Malawi's State President Dr. Lazarus McCarthy Chakwera has called for unity of purpose among Kenyans and Malawians, stressing that this is critical in the two countries' struggle for shared prosperity from shared opportunities.
Chakwera made the call at Wanguru Stadium in Kenya where he attended this year's Mashujaa Day Celebrations.
The Malawi leader is in Kenya on official duties and he is expected to sign a bilateral agreement with his Kenyan counterpart -Uhuru Kenyatta.
From Nairobi, Chakwera will fly to Dubai before going to Britain to conduct government business on behalf of the people of Malawi.

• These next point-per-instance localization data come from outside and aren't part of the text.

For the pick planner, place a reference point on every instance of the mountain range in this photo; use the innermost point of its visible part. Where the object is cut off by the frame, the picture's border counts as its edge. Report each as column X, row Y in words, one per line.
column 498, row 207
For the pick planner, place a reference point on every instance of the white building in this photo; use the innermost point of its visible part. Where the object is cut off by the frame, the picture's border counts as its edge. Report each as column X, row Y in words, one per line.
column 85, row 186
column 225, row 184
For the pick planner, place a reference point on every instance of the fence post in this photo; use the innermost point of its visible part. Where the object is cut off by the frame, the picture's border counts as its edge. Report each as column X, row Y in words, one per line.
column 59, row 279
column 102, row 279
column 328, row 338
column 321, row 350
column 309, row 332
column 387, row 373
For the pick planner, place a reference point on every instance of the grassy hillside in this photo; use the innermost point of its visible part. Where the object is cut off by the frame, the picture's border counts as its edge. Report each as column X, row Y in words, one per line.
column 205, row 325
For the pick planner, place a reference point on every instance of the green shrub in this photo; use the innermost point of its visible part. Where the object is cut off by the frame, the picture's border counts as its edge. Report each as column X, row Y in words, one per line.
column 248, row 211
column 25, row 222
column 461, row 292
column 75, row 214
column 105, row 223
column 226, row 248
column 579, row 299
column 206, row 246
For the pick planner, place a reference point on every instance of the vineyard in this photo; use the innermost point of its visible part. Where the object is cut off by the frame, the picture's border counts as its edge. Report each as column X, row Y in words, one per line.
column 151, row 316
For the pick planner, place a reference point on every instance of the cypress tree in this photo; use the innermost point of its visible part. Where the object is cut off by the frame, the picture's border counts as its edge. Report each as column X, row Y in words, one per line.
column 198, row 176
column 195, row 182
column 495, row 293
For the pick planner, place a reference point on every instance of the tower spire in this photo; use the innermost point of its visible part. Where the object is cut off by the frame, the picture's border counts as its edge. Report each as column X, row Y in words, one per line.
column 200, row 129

Delivering his speech to Kenyans, Chakwera said the future he sees for the two nations is one of the "shared victories from shared struggles".
"The future I see for our two nations is one of shared celebrations of shared heroes past, heroes present, and heroes future. It is we, Kenyans and Malawians, who must fight for that future. It is we, Kenyans and Malawians, who must pursue that future. So, let us create that future! Let us build that future! Let us give birth to that future! Let us become that future!" he narrated.
He said the struggle for independence in Kenya and Malawi is one of the things that binds Kenyans and Malawians together.
Chakwera reminded Kenyans that the struggle for independence in Kenya and Malawi was led by patriots, who sacrificed their freedoms to safeguard the latter generation.
He emphasized that the struggle for independence in Kenya and Malawi was a fight against the same foreign oppressor and that the struggle for independence in Kenya and Malawi was a battle fought in the same decade.
"It is therefore no accident that after the founding father of Malawi became its Prime Minister in February 1963, the founding father of Kenya became its Prime Minister less than six months later. It is no accident that after Kenya gained her independence in December 1963, Malawi gained her independence less than seven months later. It is no accident that within less than five years of Kenya and Malawi gaining their independence, the founding father of Kenya hosted the founding father of Malawi here in Kenya in a joyous October like this one," he said.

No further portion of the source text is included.